Niech żyje bal? Czemu nie.. skoro życie to nie bajka, to chociaż niech bale sprawiają, że czujemy się jak w bajce.
Ja ostatnio nie mam okazji do balowania, cóż chyba wybalowałam się na studiach i teraz życie daje mi karę i każde spędzać wieczory w domu z herbata i sutaszem...ah;]
Ale to nic że ja nie mogę, inni mogą :) i z myślą o innych powstały balowe kolczyki :) złoto i zieleń.
Nigdy nie lubiłam złota, to po prostu nie mój kolor, ale od większości reguł są wyjątki:) i złoty sutasz to jeden z tych wyjątków :) chociaż nie ukrywam szyje się nim koszmarnie i poleciało troszkę niecenzuralnych słów na jego temat :D ale musiałam go jakoś utemperować skoro nie chciał mnie słuchać.
No ale do rzeczy :) pogoda piękna więc o zdjęcia w plenerze aż się prosi :)

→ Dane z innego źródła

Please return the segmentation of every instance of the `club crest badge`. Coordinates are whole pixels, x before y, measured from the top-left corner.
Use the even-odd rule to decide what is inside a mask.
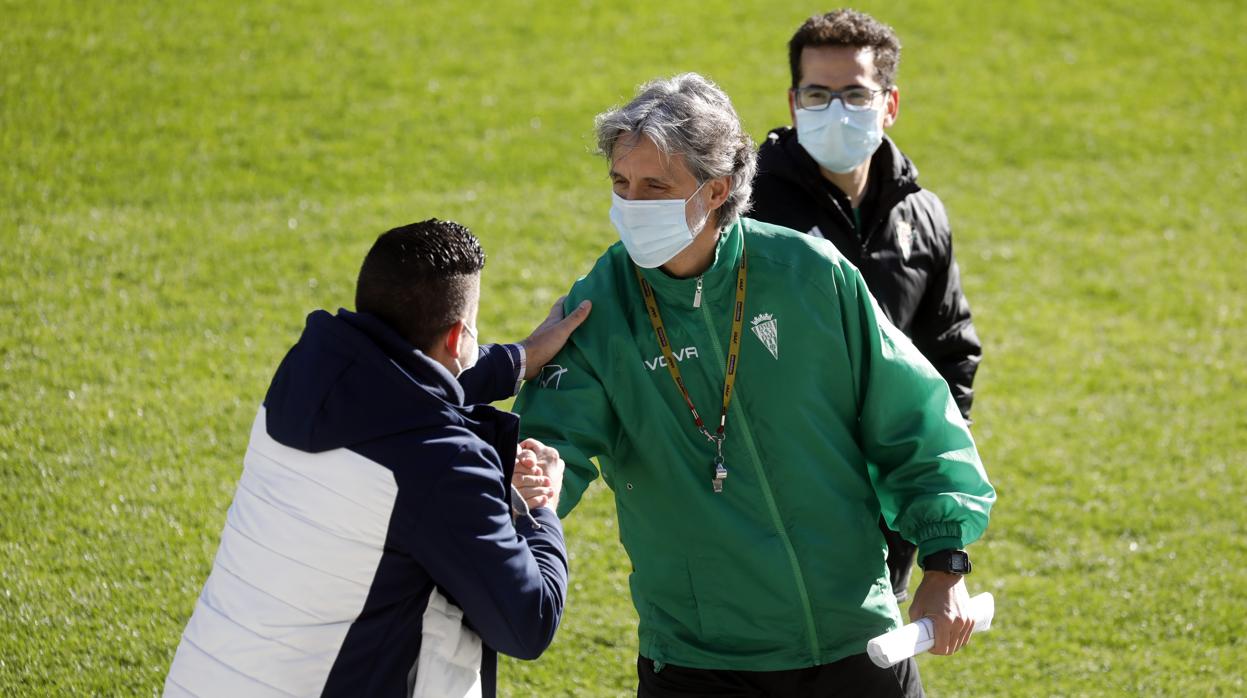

Kolczyki chciałabym zgłosić na wyzwanie w szufladzie o tytule "Niech żyje bal"... pewnie teraz wszyscy tak samo jak ja śpiewacie w głowie piosenkę Maryli Rodowicz :) Wiem, ze moja praca nie jest wybitnie "strojna" ale jako dodatek do balowej sukni jak znalazł :) lubię prostotę, chociaż ma to do siebie ze nie zawsze rzuca się w oczy :) niemniej myślę że proste kolczyki również pasują do tematu wyzwania i jak najbardziej można je zabrać na bal :D
A skoro już o balach mowa...suknia idealna z kolekcji Zuhair Murad :) oh jakże bym ją założyła :)
Buziaki kochani i miłego wieczoru :)
Źródlo |
jak zwykle z klasą!
OdpowiedzUsuńBardzo podoba mi się twój blog i wszystko co na nimrobisz i chęcą cię opserwuje jeśli chciałabyś to zajrzycj do mnie i zaobserwuj mnie : http://laninatosia.blogspot.co.uk/
OdpowiedzUsuńDziękuję za wzięcie udziału w konkursie Szuflady :)
OdpowiedzUsuńPiękne kolczyki! A w takiej sukni też bym bardzo chętnie powirowała na parkiecie...!
OdpowiedzUsuńDziękuję za udział w wyzwaniu Szuflady!